Ode To Customer Service
Consultant Jim Sterne doesn't just get mad when he's subjected to poor customer service online...he gets downright poetic. Read the ClickZ bard waxing eloquent on the subject in this special holiday ode.
Consultant Jim Sterne doesn't just get mad when he's subjected to poor customer service online...he gets downright poetic. Read the ClickZ bard waxing eloquent on the subject in this special holiday ode.
I have a little problem, so I call you on the phone. I’m given numbered options – to punch them each by tone. After hitting number 7, then 2, 8, 6 and pound, a short recording tells me no operators can be found. They’re busy helping others, and would I hold this once? Because my call is SO important. What am I ? A dunce?
My call’s not so important that I’ll spend an hour on hold, While my shoulder aches, my patience bakes, and my coffee grows green mold. Nothing your recording says can cause me to believe That my call will be taken in the order it was received.
So down I put the telephone and up I pick the modem, To find solutions on your site, and once found, download ’em.

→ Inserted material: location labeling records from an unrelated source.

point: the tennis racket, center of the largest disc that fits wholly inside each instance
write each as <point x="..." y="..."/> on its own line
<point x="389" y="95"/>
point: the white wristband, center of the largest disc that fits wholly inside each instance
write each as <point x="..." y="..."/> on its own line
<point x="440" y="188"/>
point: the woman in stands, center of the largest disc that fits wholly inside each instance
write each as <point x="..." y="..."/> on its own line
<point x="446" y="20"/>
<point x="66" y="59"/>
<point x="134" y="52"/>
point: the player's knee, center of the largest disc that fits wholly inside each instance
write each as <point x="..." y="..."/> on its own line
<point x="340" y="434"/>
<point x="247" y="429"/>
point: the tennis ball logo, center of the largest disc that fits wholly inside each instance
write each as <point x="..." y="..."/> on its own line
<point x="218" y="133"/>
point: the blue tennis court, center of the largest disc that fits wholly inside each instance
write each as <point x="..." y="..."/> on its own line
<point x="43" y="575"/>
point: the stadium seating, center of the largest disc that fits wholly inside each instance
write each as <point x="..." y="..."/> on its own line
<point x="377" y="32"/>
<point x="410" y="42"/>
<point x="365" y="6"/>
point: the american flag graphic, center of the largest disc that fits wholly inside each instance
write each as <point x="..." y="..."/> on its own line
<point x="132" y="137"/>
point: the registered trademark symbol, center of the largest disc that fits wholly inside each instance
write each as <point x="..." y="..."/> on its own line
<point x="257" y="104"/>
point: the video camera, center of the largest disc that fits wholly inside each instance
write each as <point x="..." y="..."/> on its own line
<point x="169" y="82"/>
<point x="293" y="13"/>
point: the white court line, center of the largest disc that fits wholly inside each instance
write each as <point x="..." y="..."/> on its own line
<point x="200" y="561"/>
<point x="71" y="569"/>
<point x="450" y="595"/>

I calmly wait while DNS looks up your URL. I wait until your server answers your home page front doorbell.
I wait for frames to paint themselves for my solution to begin. And then I wait for plug-ins so I can see your logo spin. I wait to get an audio file – greetings from your CEO! He doesn’t get the internet but he LOVES the radio.
I wait until a picture of your building is on my screen. And I realize there are things that should not be heard nor seen. Finally, there’s a menu and I poise my mouse to click But first, a Java applet! “Starting Java.” You KNOW this won’t be quick .
The menu choices indicate you know yourselves full well. You know all about your company and that’s what you want to tell. But where’s the button I can push, that takes me to the page That solves my problem? Feels my pain? And soothes my mounting rage?
There, in the lower corner, down by the copyright There’s a little tiny icon that looks as if it might Be a link to customer service, my troubles soon will quit. I click on it and I get a 404. Oh sugar.
And when I finally reach that page that promises relief, I’m staring at a document that’s far beyond belief. For where there should be answers to frequently asked questions And online help and knowledge-bases is naught but indigestion.
There in type italics, underlined and bold Is the number for your help desk phone I should have stayed on hold!